The Duplicate Content Penalty – How Worried Should You Be?

October 15th, 2009 No comments

If you’ve been writing and submitting articles online in your marketing efforts, you’ve almost certainly heard about the duplicate content penalty in Google. With a few exceptions – like health and news sites – Google (and other search engines) drops pages that all look alike from search listings on the same page. This is especially true of the front page, which is of course where we’d all like our articles to be.

Google is also fond of new content, and there was a glitch related to this some time back: if a page was newer, it would be preferred in the search listings, so you could copy someone else’s page and “steal” their ranking. This has been fixed, of course, although you’ll still occasionally find someone recommending it.

Ethically, of course – they’ll recommend that you duplicate your own article onto a new page on another site, and grab a little higher ranking for it. This turned the duplicate content penalty into a duplicate content bonus. But this doesn’t work anymore, since Google is always trying to improve the results, not just make them easier for marketers and writers.

Here is the official Easy Article Spinner page (not an affiliate link)


The new way to get massive attention from Google and the other search engines is to use article spinners, which avoid the duplicate content penalty by creating several apparently unique articles from the same source article. One such software offering is Easy Article Spinner, widely used because of its simple interface and large range of export options.

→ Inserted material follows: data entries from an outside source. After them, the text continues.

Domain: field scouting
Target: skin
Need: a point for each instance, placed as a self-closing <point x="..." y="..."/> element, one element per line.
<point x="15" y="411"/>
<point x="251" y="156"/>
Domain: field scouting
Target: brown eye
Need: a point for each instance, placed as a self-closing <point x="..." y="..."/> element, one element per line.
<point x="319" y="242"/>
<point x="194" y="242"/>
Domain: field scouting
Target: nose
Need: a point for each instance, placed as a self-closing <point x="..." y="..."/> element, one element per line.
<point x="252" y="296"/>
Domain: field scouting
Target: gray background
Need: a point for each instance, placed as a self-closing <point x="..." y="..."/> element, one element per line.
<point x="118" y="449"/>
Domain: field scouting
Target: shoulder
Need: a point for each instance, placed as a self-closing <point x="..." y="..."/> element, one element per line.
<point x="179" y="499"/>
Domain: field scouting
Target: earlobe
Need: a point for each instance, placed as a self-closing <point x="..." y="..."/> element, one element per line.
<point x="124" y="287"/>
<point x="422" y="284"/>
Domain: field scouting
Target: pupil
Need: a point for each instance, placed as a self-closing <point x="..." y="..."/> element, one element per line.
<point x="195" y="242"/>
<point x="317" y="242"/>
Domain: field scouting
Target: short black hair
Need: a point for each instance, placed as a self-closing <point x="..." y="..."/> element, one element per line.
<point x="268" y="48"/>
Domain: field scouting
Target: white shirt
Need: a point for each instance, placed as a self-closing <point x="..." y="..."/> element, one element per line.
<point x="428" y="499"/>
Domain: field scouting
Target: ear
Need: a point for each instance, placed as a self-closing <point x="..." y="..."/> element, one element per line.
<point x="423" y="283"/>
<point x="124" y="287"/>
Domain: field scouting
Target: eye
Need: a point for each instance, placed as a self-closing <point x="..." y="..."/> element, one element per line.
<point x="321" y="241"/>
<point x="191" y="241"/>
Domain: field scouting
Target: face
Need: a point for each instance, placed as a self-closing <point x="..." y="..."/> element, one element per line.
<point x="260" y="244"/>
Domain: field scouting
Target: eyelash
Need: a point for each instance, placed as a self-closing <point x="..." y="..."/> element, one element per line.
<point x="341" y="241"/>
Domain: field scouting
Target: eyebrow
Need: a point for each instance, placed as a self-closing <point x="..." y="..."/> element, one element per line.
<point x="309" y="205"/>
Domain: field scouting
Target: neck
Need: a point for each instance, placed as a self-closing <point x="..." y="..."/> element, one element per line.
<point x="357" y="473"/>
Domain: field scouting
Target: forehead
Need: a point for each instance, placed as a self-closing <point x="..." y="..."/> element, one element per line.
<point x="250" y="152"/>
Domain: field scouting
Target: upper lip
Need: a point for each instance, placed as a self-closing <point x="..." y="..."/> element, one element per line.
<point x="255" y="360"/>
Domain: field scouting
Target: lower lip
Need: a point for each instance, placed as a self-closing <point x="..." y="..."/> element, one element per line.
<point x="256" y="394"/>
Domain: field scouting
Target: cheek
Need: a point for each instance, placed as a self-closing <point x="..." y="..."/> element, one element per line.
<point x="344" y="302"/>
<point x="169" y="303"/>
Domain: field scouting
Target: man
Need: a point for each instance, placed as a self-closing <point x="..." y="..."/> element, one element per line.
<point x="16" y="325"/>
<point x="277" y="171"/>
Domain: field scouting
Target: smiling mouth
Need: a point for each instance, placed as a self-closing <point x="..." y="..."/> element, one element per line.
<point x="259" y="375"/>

By using an article spinner – not an automated variety, which can create horrible monstrosities that nobody in their right mind would read, but a manually configured one – you can avoid the duplicate content penalty by producing hundreds or even thousands of articles from the same source file.

And with Easy Article Spinner’s simple syntax and range of export formats, it’s easy to get those articles out to a number of sources, and still get your content ranked well on search engines… without paying for each and every article, and without hitting the duplicate content penalty.